Regular expressions to move punctuation from after to before superscripts

I am editing a manuscript with many references formatted as superscripts before the punctuation. However, the journal style guide requires that references in superscripts come after punctuation.

I would like to know how regular expressions can move the punctuation so that it comes before the superscripts. In most cases, the punctuation is periods, but there may also be some semi-colons and commas.

The very first question: are the superscripts real superscripts or not?

Also important to know which version of LibO you’re using (and on what platform) – something using this approach might work for you, but the AltSearch extension doesn’t work for everyone.

Good questions. Gabix, if you are asking if the superscripts are styles or directly formatted, the answer is that they are directly formatted.

I am using LibreOffice 5.4 and Windows 10.

David, I have not had problems using the Alternate Find and Replace extension, if that is what you mean. The problem is that I don’t know the codes or expressions needed to do what I want.

@catbill - the syntax for searching for footnote anchors is in that Q&A I linked, but here’s the AltSearch help page which also provides examples. IF you ccould convince AltSearch to work (I can’t on the machine I’m presently using), the it should be possible to construct some regex to help you. Let us know how you get on!
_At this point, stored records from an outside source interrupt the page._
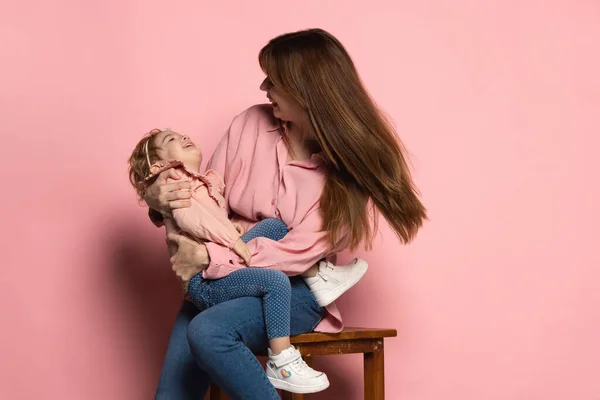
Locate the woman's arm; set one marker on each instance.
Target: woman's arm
(190, 259)
(302, 247)
(164, 196)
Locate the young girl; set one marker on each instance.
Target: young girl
(207, 220)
Fortunately, searching for superscripts finds each set of references. For example, it highlights (5,7,9-11). That is great. However, I am stuck on how to specify that the superscripts should be followed by a period (or semi-colon). It seems that this should be relatively simple, but I can’t figure out to do it.
Also, once this is figured out, is there anything tricky about specifying that the replacement should have the period before the superscript?

The problem with the inbuilt search engine is that if you spec superscript, it will apply it to all the items in the search term. So I don’t see a way to search for a superscript number followed by a normal punctuation mark. Which suggests a macro is necessary.

Thanks, paul1149. I am not quite sure what you are saying, but to be clear, I want the search to apply to all of the items in the search term. I do not want to search for a specific number.
Currently, the text looks like this: (5,7,12-14).
The parentheses and numbers are superscripts. The period is normal text, not superscript. All I want to do is move the period so that it comes before the superscript, not after.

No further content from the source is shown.